Modified Nukiyama-Tanasawa and Rizk-Lefebvre models to predict droplet size for microconcentric nebulizers with aqueous and organic solvents

摘要

Aerosols characteristic of several organic solvents (hexane, acetone, xylene, toluene, methanol, and ethanol) produced by a direct injection high efficiency nebulizer (DIHEN) are measured using a phase Doppler particle analyzer (PDPA) over a wide range of operating conditions (nebulizer gas = 0.2-1.0 L min~(-1), solvent flow rate = 10-500 μL min~(-1)). The Sauter mean diameter, defined as the volume-to-surface area ratio (D_(3,2)), and cumulative count percent of organic aerosol are measured and compared with those of aqueous droplets. These parameters are chosen because the performance of inductively coupled plasma (ICP) as an excitation and ionization source is affected by the size of the introduced droplets, particularly in the case of direct injection nebulizers where the primary aerosol is directly introduced to the plasma without being filtered by the spray chamber. The size distribution of the droplets demonstrates a notable shift toward smaller droplets, and is generally narrower when organic solvents are used instead of water.
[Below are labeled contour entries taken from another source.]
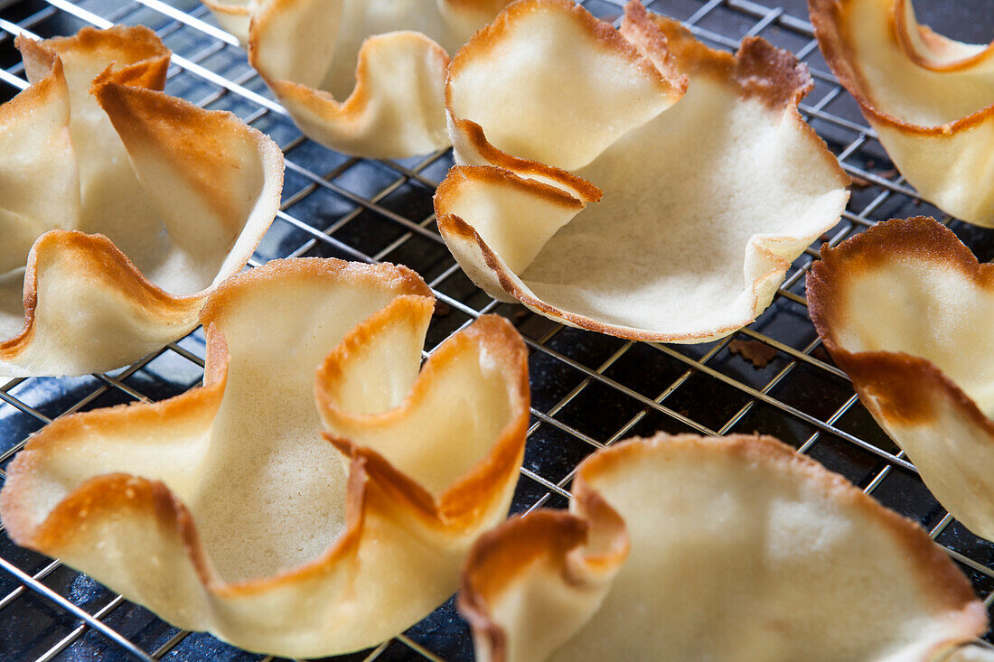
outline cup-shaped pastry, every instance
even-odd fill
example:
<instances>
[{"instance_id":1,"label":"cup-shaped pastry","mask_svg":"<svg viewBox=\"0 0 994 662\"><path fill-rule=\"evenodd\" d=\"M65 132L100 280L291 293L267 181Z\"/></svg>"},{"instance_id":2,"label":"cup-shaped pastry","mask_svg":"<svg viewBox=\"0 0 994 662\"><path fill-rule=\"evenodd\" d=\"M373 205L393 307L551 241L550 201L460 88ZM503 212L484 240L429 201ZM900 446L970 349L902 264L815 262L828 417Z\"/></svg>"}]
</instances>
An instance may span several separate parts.
<instances>
[{"instance_id":1,"label":"cup-shaped pastry","mask_svg":"<svg viewBox=\"0 0 994 662\"><path fill-rule=\"evenodd\" d=\"M477 541L480 662L931 662L987 626L917 525L772 437L633 439Z\"/></svg>"},{"instance_id":2,"label":"cup-shaped pastry","mask_svg":"<svg viewBox=\"0 0 994 662\"><path fill-rule=\"evenodd\" d=\"M821 250L811 321L939 503L994 540L994 266L932 219Z\"/></svg>"},{"instance_id":3,"label":"cup-shaped pastry","mask_svg":"<svg viewBox=\"0 0 994 662\"><path fill-rule=\"evenodd\" d=\"M911 0L808 4L826 62L901 173L942 211L994 227L994 43L932 32Z\"/></svg>"},{"instance_id":4,"label":"cup-shaped pastry","mask_svg":"<svg viewBox=\"0 0 994 662\"><path fill-rule=\"evenodd\" d=\"M432 308L391 264L233 277L202 315L204 386L46 426L7 469L7 533L253 651L319 657L404 631L507 516L528 424L527 352L502 318L418 374Z\"/></svg>"},{"instance_id":5,"label":"cup-shaped pastry","mask_svg":"<svg viewBox=\"0 0 994 662\"><path fill-rule=\"evenodd\" d=\"M204 0L300 130L346 154L449 145L448 54L509 0Z\"/></svg>"},{"instance_id":6,"label":"cup-shaped pastry","mask_svg":"<svg viewBox=\"0 0 994 662\"><path fill-rule=\"evenodd\" d=\"M509 7L455 56L456 162L435 196L466 273L503 301L623 338L703 342L769 305L848 179L797 112L785 51L711 50L631 2Z\"/></svg>"},{"instance_id":7,"label":"cup-shaped pastry","mask_svg":"<svg viewBox=\"0 0 994 662\"><path fill-rule=\"evenodd\" d=\"M189 333L279 207L283 156L228 112L159 91L146 28L23 37L0 106L0 377L82 375Z\"/></svg>"}]
</instances>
This effect is more pronounced for hexane and acetone, having a considerably lower surface tension and viscosity, respectively, compared with water. A D_(3,2) of 4.6 μm is obtained for hexane, compared with 7.2 μm for aqueous solutions at a nebulizer gas flow rate of 0.2 L min~(-1) and a solution uptake rate of 50 μL min~(-1). This decrease in droplet size is less significant for ethanol, methanol, toluene and xylene. Experimental results are also compared to D_(3,2) values calculated by the Nukiyama-Tanasawa (N-T) equation and Rizk-Lefebvre (R-L) model. While the cited models correctly predict the trend in size variation as a function of nebulizer gas flow rate, and to some extent solvent characteristics, an overestimation and an underestimation of D_(3,2) is observed for all tested solvents at low nebulizer gas flow rates for the N-T model and the R-L model, respectively. Modified equations are proposed which are capable of predicting D_(3,2) values for several solvents with greater accuracy.